They take the visceral anger of a generation facing climate collapse and economic precarity and reify it into harmless, corporate-friendly “Sustainable Development Goals”. The “small acts of kindness” propaganda just hides systemic failure and attempts to transform the political subject (the revolutionary youth) into a consumer subject (the ethical shopper/volunteer), thereby absolving the corporate class of its role in creating the crisis.
Their advice to global leaders? Become “influencers.” They explicitly praise politicians for appearing on sex-positive podcasts and urge governments to set up “rapid-response units” for social media. They want your political rage to be vented on platforms owned by billionaires, where it can be monetised as “content”.

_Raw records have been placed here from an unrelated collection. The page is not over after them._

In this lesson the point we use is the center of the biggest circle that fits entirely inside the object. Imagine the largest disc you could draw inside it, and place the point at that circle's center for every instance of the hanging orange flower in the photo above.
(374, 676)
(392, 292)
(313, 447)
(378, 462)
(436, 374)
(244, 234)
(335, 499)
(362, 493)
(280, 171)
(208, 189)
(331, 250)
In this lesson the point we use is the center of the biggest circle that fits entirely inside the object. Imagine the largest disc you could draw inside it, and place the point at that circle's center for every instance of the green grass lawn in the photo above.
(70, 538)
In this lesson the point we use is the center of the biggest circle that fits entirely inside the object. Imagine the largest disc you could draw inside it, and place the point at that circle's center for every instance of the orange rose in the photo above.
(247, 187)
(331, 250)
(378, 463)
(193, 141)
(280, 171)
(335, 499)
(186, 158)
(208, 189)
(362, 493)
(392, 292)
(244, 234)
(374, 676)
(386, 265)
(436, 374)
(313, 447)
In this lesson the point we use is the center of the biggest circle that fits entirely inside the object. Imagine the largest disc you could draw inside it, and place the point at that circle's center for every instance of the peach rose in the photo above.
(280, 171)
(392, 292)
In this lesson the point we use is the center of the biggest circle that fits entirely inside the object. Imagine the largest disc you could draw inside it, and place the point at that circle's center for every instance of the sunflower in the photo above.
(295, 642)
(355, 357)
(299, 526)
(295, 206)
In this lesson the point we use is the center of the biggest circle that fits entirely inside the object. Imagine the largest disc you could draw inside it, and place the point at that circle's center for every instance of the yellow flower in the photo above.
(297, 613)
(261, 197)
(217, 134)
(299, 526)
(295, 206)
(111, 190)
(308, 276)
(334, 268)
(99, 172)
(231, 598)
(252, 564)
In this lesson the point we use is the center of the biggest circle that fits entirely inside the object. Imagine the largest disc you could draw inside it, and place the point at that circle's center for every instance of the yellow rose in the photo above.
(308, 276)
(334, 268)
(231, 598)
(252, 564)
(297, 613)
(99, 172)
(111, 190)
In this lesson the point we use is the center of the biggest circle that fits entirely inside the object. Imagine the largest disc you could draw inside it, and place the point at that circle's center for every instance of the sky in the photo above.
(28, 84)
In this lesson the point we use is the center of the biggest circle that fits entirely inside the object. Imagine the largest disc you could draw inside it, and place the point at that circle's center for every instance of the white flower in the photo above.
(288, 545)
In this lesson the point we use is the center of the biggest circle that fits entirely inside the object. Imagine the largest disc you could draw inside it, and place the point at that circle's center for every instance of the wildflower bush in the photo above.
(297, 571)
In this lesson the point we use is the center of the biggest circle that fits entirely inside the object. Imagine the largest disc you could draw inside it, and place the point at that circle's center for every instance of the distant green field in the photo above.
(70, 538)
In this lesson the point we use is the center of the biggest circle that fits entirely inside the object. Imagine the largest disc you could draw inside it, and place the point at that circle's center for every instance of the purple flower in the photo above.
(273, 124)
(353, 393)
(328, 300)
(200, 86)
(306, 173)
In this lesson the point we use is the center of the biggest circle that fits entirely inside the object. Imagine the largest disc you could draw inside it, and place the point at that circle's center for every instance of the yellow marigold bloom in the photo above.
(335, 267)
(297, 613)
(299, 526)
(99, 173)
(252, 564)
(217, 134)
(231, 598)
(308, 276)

This is a classic neoliberal move: replace vertical conflict (class conflict) with horizontal identity (generational conflict), ensuring capital remains safe while the kids post TikToks about “awareness”.
As long as you are posting about the revolution, you aren’t actually doing it.
This is the ultimate neoliberal insult. The world is burning due to corporate extraction and imperialist war, and PwC suggests that if you were just a bit nicer, we might hit those Sustainable Development Goals. This is called reification: turning a political struggle (who owns the water?) into a personal moral failing (did you recycle today?).
Both reports they treat “youth” as a monolithic cohort. But there is no such thing as “the youth.” There is the child of the landlord, and the child of the tenant. By framing everything as a generational issue, they hide the reality of class.
The “youth” in the Global South aren’t just “digital natives”; they are the reserve army of labour for global capital.
When global consultancies advise governments on how to “engage” this group, they are advising them on how to pacify a surplus population that capitalism cannot employ and will not feed. Categorising the youth-led protests and revolts as a “generational” issue obscures the real material conflict between capital and labour.
The financial elite, the billionaires and the corporate executives want to manage your dissent. It’s time to make yourself unmanageable.